Until now, the first rule of Flight Club has been that founder Samuel Ademosu does not talk about Flight Club (sorry). But after a post-Grammys surge in interest, particularly from U.S. artists and labels, Ademosu tells Variety he’s planning on expanding the company and pushing its label arm.

“I don’t want to start these things for the sake of it,” says Ademosu. “I want them to be impactful. We want to be a force for good in the marketplace and have art that is disruptive, that people can enjoy and is entertaining in whatever way, shape or form the creative wants. It’s like, how do we get back to the Grammys next year?” …

The closure of live music venues continues to have a far-reaching impact on the U.K. industry, as shown by the latest financial figures from British performance rights society PRS For Music.

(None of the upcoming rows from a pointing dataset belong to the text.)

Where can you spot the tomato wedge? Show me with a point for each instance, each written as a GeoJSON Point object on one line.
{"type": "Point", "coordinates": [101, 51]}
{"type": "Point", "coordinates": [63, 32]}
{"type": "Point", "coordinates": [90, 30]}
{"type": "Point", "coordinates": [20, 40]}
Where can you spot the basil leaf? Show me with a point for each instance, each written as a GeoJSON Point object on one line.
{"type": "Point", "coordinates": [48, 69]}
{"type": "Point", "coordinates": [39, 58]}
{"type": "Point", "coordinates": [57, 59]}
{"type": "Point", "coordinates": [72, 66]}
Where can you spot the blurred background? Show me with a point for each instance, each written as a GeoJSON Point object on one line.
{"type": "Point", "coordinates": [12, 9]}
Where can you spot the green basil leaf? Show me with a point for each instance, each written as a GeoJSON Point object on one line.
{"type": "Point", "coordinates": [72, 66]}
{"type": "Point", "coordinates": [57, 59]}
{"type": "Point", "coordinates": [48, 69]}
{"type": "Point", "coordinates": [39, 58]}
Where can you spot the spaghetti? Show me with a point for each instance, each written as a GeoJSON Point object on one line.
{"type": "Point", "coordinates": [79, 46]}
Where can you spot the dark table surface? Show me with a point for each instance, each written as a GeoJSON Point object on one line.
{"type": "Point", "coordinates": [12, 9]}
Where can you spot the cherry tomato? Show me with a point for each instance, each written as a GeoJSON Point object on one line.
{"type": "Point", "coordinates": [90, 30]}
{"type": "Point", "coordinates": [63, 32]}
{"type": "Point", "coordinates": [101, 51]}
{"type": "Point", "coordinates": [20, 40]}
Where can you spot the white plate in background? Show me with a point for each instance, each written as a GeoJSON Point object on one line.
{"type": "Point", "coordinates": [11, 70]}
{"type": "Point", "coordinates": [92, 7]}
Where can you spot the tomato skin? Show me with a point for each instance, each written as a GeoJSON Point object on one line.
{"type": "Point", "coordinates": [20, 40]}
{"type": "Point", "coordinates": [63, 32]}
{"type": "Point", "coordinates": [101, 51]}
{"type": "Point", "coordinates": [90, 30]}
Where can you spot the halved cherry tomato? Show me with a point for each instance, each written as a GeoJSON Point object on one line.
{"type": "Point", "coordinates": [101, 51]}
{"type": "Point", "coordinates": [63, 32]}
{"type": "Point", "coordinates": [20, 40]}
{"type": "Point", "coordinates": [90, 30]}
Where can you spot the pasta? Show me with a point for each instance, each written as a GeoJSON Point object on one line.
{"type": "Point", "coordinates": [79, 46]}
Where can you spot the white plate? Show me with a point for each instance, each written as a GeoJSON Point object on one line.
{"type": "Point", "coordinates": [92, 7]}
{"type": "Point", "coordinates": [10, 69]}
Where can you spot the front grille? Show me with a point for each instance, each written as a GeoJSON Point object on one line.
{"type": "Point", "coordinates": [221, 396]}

Although PRS managed to distribute a record £699.4 million ($956.1 million) to its 155,000 members, revenues were down 19.7% on 2019, due partly to a precipitous 79.1% decline in royalties from live performances, to just £11.3 million ($15.4 million).

PRS CEO Andrea Czapary Martin warns that more “tough times” will follow in 2021, with distributions almost certain to be down from 2020, but adds: “Musicwill bounce back. People love music and it’s just a matter of opening up the public places and getting live music going.”

A good sign that live music really is on the way back comes with confirmation that Outernet, the long-awaited new central London entertainment complex that contains no fewer than three live music spaces, will finally have its coronavirus-delayed soft launch on October 31.

The project combines cutting edge technology (it has immersive content deals with Ridley Scott’s Black Dog Films and BRITs/Mercury Prize organizers the BPI) with Denmark Street/Tin Pan Alley’s heritage as the birthplace of the British music industry, and a crucial landmark in the careers of artists such as David Bowie, Elton John and the Sex Pistols.

Outernet CEO Philip O’Ferrall, a former Viacom executive, tells Variety a promoter partner for the main, 2,000-capacity music venue will be confirmed shortly as he bids to “change the face of entertainment in England,” despite Central London becoming something of a ghost town under COVID.

“Denmark Street has got roots in music that no one can argue with,” he says. “We’ve got to respect its heritage, and try and create new history. There’s plenty of audience to go around – when we launch and gigs start to happen in our space, people are going to come.”